Profile

Nickole Brown received her MFA from Vermont College, studied literature at Oxford University, and was the editorial assistant for the late Hunter S. Thompson.

She’s the author of Sister, a novel-in-poems, first published in 2007 by Red Hen Press, and reissued in 2018. Her second book, Fanny Says (BOA Editions), a biography-in-poems about her grandmother, won the Weatherford Award for Appalachian Poetry in 2015. She worked at Sarabande Books for ten years, and served as longtime co-editor of the Marie Alexander Poetry Series. While she gave up her assistant professorship at the University of Arkansas at Little Rock to devote herself to her writing, Nickole continues to teach periodically at the Sewanee School of Letters MFA Program, the Great Smokies Writing Program at UNCA, Poets House, the Poetry Center at Smith College, and the Hindman Settlement School, among other places.

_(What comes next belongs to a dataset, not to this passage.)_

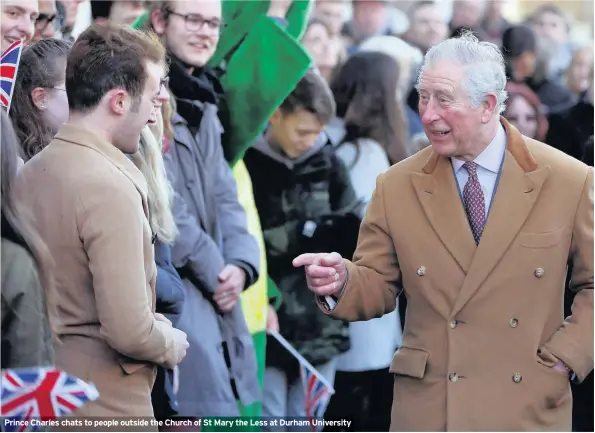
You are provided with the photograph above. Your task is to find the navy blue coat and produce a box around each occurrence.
[151,240,185,420]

Nickole lives with her wife, poet Jessica Jacobs, in Asheville, NC, where she volunteers at several animal sanctuaries. Since 2016, she’s been writing about these animals, resisting the kind of pastorals that made her (and many of the working-class folks from the Kentucky that raised her) feel shut out of nature and nature writing. To Those Who Were Our First Gods, a chapbook of these poems, won the 2018 Rattle Prize, and her essay-in-poems, The Donkey Elegies, was published by Sibling Rivalry Press in 2020. In 2021, Spruce Books of Penguin Random House published Write It! 100 Poetry Prompts to Inspire, a book she co-authored with Jessica. They regularly teach generative writing sessions together as part of their SunJune Literary Collaborative.